This Little Light
The last Broadway show my mother, brother and I attended together was Tony Kushner’s “Angels In America” in 1994.
Chris and I were living in Saratoga Springs at the time. My white Chevy Celebrity stalled out on I-87 near Suffern en route to the city. On the cab ride down, a fellow passenger (bourbon on ice in hand) asked, “So, are you two, like, um… gay?”
I rolled my eyes. Chris answered, “No, we’re, like, um… brothers.”
Chris and I made it to the Walter Kerr Theatre just as the houselights were fading.
“Angels” marks the beginning of my love affair with Bethesda, Angel of the Waters. But it also marks my first adult experience in New York. I was dazzled — frightened even — by the bright lights and fast pace. I never could have guessed that I would spend — to date, anyway — more than one third of my life in this dazzling, frightening, brightly-lit, fast-paced city.

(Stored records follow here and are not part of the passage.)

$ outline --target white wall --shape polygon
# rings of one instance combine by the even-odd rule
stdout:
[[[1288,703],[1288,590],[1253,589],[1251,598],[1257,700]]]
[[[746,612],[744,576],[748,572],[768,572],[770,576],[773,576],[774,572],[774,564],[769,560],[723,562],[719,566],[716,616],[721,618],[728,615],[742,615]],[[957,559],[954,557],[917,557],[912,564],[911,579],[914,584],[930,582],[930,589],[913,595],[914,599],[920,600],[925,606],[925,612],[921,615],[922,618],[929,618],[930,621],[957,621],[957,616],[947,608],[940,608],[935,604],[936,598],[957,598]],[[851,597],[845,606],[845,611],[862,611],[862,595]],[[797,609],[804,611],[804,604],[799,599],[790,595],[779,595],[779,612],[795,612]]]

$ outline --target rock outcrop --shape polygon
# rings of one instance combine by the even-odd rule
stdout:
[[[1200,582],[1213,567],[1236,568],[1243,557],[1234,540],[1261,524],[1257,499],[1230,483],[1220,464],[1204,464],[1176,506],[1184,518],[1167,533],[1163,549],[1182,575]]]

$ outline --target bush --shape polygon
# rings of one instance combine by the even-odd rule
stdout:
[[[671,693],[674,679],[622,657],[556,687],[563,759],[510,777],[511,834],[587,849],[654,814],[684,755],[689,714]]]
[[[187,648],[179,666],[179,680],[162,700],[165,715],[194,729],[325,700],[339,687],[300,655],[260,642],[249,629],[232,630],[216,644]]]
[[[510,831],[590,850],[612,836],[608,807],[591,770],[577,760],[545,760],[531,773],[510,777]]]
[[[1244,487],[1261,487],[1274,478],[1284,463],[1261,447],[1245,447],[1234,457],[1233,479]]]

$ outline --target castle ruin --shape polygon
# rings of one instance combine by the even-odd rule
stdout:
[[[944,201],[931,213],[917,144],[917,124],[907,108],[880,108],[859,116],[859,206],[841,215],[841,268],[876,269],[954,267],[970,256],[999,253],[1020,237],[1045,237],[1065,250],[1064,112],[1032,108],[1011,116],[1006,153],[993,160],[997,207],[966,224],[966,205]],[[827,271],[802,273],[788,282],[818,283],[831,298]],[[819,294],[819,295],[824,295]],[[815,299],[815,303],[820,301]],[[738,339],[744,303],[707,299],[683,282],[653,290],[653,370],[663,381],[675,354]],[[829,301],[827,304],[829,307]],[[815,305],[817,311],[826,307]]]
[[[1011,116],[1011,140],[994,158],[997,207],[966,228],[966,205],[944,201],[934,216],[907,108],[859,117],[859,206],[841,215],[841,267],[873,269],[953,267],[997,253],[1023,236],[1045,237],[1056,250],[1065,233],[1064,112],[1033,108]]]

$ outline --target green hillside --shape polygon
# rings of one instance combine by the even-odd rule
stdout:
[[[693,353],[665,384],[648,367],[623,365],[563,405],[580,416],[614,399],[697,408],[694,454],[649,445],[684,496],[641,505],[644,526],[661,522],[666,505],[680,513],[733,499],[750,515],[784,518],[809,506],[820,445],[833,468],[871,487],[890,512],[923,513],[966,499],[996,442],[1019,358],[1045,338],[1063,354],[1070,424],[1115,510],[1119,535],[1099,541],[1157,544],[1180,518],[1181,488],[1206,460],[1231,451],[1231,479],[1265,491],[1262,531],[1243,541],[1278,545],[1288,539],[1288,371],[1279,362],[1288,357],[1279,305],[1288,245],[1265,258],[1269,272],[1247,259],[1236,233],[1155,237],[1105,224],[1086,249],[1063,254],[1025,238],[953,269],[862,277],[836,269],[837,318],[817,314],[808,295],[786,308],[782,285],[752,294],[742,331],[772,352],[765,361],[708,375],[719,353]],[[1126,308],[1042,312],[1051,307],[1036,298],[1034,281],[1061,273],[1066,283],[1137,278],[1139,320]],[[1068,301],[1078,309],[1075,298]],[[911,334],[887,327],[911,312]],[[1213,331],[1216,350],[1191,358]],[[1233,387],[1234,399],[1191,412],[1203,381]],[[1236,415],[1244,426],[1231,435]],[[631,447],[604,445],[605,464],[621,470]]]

My mother, brother and I all live within a twelve block radius of one another now, which is primarily serendipity, not strategy. And though it facilitates seeing one another now and then, busy lives and the general good sense not to overdue it have limited such gathering to the “rare” to “very rare” file. Which is, in general, fine with me. This theater going experience, though, was in the “rarest of the rare” column. It was Christofer’s idea.
My brother is a fascinating study. He is at once remarkably warm and deeply invested, yet cool and often distant. His says that his primary objective is to be a good husband and father, yet he spends 70+ hours a week at the office. His far-off gaze and hushed speech often suggest that he is thinking about other, larger issues than those at hand. I believe that he often is.
While it is neither unusual nor unprecedented that Chris would suggest a cultural outing (he rarely misses one of my shows, for example), it is unusual in this age of wives and girlfriends that said outing would solely involve my mother, brother and me. Apparently, Chris’ wife, Jennifer, loathes Garrison Keilor’s hushed baritone. And Ethan’s still too young to sit still for three hours. (Heck, so am I.)
So there we were: a single mother and her two sons in the orchestra section of Town Hall enjoying Mr. Keilor’s slice of Midwestern kitsch. Of course, it’s not insignificant that Chris should take us there. The Midwest — as a symbol — has been lost to all three of us. For my mother, who grew up in Iowa, it is a different story, one I wouldn’t feign to know or understand. But for me, the Midwest is a far-off place where, once upon a time amidst fireflies and crickets, everything was deep and simple. I tune into “A Prarie Home Companion” and, through Mr. Keilor’s Lake Woebegone tales, endeavor to return to that quieter, more tranquil time. I imagine Chris does too.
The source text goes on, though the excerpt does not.